Brandon laughed. “You sure it’s not just payback for making you watch Hellfire 3?”

“There was no plot!” Hallie cried, for what felt like the fifth time since going to the movies with him. “It was just two hours of stuff blowing up!”

“Yeah, well, what did you want us to see, that French thing?” Brandon curled his lip. “I don’t do subtitles.”

“Philistine,” Hallie declared, helping him pick up the canisters.

“Snob,” he teased back. She shook her head in despair.

“One of these days, you’re going to raise your cultural awareness higher than robots and zombies.” Hallie straightened up, handing him the final roll. “What are you doing with all this . . . ?”

“Film,” Brandon finished. He showed her the box, full of canisters like the ones Hallie remembered from when she was a kid, and cameras came with film and negatives and trips to the drugstore, instead of digital memory cards and USB cables. “I’ve been taking a bunch of new shots,” he explained. “Now I get to spend the week in the darkroom, getting high off chemical mixes.” There was a pause. “That was a joke.”

“Duh.” Hallie weighed a roll in her palm, amused. They’d been hanging out more, but Brandon was still awkward sometimes, fumbling his words or jolting if she brushed against him. She guessed he wasn’t used to people these days, period: Amber said that when he came back from Iraq, he barely left the house for months. “Can I come see your stuff?” Hallie asked hopefully. “It’s OK if you don’t want to,” she added quickly. Brandon hadn’t offered to show her yet, and she knew some of it might be personal. “But, you did always say you’d help me with my headshots. . . .”

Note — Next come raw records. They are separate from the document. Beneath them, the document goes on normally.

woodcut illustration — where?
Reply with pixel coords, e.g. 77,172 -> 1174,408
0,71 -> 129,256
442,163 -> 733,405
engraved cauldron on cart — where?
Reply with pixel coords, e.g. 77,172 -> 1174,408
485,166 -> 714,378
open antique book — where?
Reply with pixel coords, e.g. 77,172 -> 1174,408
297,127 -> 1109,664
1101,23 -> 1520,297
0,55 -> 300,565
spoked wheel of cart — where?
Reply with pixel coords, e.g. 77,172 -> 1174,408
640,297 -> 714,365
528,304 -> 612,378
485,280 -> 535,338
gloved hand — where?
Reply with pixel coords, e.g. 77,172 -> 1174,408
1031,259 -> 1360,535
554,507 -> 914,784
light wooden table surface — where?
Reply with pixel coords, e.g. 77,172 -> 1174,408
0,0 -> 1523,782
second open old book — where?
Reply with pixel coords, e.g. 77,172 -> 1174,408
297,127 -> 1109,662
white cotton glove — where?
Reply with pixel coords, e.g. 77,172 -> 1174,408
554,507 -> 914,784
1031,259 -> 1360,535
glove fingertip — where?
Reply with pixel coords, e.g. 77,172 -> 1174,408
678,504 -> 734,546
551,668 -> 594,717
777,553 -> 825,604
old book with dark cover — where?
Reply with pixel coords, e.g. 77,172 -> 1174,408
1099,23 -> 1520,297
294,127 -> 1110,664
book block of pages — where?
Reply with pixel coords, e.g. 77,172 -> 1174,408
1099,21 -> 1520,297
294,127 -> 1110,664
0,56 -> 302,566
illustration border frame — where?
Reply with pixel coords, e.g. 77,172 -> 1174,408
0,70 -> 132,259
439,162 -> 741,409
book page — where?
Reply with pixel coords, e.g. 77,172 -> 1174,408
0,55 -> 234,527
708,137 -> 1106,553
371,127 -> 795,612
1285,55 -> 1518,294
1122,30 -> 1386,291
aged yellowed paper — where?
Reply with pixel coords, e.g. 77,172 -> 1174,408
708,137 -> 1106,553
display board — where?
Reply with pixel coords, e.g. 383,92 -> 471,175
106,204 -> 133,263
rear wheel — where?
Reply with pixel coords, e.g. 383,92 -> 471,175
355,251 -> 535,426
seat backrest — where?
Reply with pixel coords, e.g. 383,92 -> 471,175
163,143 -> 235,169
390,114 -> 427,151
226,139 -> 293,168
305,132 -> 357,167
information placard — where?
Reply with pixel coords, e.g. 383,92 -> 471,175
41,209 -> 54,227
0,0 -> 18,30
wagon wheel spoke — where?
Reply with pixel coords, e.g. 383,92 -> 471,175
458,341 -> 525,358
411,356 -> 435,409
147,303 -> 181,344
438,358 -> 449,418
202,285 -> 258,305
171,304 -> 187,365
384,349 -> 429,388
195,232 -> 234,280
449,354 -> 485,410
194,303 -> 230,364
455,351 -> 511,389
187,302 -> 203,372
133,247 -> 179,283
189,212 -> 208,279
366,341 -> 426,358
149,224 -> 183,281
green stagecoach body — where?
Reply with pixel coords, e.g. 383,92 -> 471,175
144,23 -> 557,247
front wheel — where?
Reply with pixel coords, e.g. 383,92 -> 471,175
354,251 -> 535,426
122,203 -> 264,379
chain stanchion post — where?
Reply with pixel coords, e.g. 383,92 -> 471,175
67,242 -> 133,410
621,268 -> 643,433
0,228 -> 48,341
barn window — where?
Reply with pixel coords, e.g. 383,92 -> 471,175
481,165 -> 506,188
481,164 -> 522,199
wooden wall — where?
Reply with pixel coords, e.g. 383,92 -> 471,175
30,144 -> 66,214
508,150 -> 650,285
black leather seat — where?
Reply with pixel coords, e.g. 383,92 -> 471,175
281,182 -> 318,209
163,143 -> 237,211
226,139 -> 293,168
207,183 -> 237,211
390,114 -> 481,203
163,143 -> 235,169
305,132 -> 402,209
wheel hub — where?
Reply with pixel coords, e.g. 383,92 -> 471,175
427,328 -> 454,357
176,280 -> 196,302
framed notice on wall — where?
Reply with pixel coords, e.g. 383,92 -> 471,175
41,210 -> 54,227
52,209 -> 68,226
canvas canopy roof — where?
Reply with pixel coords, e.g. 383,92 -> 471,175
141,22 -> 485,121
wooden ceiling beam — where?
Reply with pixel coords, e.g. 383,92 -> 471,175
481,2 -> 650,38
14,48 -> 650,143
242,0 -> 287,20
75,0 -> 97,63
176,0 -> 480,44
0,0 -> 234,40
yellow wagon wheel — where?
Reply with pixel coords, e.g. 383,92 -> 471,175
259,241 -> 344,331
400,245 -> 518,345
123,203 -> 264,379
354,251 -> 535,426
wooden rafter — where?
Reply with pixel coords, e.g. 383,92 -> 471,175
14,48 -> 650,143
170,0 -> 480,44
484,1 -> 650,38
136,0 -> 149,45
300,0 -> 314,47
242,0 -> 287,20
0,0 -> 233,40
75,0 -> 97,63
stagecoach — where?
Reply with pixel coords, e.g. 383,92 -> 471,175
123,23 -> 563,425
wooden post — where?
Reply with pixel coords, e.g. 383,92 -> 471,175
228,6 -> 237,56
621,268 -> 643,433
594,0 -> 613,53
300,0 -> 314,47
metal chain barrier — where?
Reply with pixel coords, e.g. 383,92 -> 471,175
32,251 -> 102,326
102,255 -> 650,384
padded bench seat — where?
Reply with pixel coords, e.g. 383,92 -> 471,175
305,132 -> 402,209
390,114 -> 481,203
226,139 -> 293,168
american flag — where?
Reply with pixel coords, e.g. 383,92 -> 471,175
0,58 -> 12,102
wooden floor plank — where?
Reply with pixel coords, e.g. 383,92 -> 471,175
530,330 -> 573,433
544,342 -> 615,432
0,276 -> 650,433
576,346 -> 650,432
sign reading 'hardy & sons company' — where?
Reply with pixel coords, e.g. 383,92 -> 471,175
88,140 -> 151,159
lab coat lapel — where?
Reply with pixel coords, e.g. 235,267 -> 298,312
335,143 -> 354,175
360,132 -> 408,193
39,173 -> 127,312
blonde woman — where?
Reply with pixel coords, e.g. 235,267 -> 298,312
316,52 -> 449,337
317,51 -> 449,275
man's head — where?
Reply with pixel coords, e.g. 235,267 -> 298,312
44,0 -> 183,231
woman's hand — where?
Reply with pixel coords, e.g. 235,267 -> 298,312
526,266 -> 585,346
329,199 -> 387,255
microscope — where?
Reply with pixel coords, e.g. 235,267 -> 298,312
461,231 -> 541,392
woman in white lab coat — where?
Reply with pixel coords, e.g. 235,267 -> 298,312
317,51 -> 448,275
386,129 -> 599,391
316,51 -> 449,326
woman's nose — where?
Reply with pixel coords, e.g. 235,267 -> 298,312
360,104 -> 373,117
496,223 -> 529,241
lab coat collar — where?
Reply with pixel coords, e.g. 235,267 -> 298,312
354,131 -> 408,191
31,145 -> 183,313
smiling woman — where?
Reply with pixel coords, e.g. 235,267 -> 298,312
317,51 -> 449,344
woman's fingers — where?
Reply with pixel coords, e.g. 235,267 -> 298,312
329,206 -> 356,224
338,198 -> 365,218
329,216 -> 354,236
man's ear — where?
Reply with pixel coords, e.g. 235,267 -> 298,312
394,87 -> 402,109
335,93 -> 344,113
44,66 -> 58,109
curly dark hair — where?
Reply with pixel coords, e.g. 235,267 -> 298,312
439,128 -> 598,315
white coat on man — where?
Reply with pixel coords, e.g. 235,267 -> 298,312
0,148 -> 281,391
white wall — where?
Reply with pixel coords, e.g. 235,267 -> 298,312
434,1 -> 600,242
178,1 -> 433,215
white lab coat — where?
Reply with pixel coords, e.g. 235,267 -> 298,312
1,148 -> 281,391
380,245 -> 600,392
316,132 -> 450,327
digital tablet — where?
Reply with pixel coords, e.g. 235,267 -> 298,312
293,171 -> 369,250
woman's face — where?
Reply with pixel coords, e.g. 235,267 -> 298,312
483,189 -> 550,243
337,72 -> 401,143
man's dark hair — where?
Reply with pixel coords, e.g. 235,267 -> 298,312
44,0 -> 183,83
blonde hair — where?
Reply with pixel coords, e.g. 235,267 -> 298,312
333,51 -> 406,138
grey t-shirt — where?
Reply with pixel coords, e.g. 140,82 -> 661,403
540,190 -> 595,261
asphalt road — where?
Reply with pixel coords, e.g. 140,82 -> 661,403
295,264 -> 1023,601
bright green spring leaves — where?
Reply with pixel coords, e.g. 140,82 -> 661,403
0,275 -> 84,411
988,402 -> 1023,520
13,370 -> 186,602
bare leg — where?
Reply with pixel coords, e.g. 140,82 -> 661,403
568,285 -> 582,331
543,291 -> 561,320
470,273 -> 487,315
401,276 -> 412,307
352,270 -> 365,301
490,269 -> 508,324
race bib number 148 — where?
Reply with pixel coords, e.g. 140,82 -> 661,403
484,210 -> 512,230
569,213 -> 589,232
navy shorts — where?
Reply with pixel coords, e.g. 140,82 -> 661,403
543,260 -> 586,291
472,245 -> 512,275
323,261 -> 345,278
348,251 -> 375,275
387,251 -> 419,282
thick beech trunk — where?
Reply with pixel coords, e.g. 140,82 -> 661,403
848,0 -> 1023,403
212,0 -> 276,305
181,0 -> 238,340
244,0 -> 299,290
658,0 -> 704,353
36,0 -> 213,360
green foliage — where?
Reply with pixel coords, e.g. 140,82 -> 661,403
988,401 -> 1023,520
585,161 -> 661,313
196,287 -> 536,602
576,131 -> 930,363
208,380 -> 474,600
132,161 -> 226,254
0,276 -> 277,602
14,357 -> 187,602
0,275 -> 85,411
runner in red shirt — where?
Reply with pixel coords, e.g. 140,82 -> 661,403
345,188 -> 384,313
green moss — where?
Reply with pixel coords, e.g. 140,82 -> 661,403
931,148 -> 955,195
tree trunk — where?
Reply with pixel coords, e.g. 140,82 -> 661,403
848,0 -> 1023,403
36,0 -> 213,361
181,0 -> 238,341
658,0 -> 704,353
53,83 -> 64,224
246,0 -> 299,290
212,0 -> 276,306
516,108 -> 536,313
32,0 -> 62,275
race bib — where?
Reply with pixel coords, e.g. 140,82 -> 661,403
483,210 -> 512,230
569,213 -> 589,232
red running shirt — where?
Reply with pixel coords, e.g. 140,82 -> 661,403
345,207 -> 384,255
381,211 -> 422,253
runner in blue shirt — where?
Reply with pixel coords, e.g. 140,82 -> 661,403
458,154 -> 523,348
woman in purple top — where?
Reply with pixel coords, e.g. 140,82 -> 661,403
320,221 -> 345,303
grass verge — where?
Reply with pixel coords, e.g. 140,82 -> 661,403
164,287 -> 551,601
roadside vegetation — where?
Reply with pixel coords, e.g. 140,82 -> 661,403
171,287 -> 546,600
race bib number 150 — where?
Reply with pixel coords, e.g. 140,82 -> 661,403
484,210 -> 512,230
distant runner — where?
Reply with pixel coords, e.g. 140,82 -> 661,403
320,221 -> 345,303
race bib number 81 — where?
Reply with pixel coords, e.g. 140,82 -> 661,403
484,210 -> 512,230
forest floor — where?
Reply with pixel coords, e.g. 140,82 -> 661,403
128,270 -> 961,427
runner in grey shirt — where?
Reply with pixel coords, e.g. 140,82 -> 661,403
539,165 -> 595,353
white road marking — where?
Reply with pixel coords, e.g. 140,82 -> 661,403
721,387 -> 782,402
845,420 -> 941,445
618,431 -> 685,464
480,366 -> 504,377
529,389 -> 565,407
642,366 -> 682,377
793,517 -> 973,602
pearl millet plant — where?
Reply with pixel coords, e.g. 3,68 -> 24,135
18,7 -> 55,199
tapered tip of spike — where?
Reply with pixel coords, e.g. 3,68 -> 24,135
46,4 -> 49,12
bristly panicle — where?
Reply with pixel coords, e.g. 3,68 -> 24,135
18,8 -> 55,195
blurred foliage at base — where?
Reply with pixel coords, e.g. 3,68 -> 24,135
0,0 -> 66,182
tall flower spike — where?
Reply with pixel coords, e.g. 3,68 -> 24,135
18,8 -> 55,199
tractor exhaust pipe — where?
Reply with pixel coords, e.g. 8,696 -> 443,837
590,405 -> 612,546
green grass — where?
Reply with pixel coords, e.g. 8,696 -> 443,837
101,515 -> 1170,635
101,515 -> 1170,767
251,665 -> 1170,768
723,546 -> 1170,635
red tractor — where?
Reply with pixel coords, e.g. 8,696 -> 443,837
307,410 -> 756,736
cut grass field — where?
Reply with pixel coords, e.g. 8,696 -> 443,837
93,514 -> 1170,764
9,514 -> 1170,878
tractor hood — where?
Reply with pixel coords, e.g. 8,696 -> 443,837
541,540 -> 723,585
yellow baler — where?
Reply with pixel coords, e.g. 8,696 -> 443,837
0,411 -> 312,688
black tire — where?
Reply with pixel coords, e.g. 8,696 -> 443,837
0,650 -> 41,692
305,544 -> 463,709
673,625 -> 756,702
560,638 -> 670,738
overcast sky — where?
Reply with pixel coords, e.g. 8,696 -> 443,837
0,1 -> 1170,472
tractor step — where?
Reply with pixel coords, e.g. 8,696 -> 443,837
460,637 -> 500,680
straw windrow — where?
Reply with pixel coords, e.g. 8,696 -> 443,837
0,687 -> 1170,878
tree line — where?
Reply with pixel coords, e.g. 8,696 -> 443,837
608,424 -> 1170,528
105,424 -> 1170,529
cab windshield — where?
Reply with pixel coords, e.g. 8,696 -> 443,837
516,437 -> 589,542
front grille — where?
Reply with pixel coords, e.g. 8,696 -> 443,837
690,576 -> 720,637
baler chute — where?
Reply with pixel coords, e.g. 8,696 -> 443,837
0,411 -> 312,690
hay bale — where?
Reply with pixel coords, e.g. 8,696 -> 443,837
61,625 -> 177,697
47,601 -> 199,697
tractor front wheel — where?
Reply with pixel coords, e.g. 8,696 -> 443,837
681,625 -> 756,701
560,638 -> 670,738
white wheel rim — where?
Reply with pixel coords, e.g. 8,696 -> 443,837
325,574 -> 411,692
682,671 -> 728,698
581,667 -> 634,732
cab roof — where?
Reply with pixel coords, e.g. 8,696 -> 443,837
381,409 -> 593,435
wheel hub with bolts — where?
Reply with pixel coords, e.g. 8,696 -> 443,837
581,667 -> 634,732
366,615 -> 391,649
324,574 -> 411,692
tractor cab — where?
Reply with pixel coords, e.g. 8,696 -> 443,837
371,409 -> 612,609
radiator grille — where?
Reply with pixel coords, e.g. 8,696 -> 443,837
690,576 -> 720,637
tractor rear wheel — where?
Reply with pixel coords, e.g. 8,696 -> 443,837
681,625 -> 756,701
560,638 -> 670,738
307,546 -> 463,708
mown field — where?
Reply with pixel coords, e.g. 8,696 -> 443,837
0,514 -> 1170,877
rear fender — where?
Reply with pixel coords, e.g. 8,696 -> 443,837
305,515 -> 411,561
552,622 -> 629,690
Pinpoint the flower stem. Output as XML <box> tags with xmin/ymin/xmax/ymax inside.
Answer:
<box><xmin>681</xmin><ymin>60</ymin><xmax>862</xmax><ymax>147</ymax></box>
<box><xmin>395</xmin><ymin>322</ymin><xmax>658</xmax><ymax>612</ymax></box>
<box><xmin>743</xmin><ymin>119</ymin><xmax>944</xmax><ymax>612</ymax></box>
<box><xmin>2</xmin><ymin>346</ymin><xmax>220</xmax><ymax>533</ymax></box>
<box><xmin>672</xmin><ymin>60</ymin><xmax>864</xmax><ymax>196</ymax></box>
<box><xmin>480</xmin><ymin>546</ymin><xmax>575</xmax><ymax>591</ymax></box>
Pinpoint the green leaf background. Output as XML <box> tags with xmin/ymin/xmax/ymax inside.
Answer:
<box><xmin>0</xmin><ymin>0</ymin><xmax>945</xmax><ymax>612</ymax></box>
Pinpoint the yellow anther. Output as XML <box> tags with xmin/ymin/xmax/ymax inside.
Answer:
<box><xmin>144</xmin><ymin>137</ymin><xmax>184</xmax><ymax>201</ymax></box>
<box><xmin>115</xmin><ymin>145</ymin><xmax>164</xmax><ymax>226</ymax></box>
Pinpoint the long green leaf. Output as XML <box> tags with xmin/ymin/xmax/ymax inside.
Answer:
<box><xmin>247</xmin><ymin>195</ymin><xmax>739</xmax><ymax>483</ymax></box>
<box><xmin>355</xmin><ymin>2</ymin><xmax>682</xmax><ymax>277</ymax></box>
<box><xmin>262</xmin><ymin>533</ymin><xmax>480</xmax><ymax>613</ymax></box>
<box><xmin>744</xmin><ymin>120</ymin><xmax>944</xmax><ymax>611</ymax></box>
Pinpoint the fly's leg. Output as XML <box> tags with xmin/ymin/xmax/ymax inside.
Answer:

To her relief, Brandon didn’t seem reluctant. “Admit it,” he teased. “You want to see if I’m up to the job.”

“Well, sure.” Hallie smiled back. “I need to have complete creative synchronicity with my artist.”

“I don’t even know what that means.” Brandon laughed. “But sure, step into my office. . . .”

He led her across to the far side of Amber and Auggie’s house, and a small side door that led into a windowless passage. Hallie looked around at the unfamiliar walls. “What is this place? I can’t believe I’ve never been out here.”

“Servants’ quarters, storage, I don’t know.” Brandon opened another door into a small, dark room. He flipped on a lone lightbulb, revealing trays laid out on a bench, and walls lined with shelves of chemicals and paper. Photographs hung across the room, pegged to a laundry line. “Auggie had it light-proofed a few years back, but no one ever used it, so he said I was welcome.”

Hallie reached up to look at the photos, drying on the line. The line nearest to her was a series from the beach. Surfers preparing for the waves: pulling on wet suits, waxing down their boards. Brandon had captured their focus, a calm concentration painted in black and white against the far gray sky. “These are good!” she exclaimed.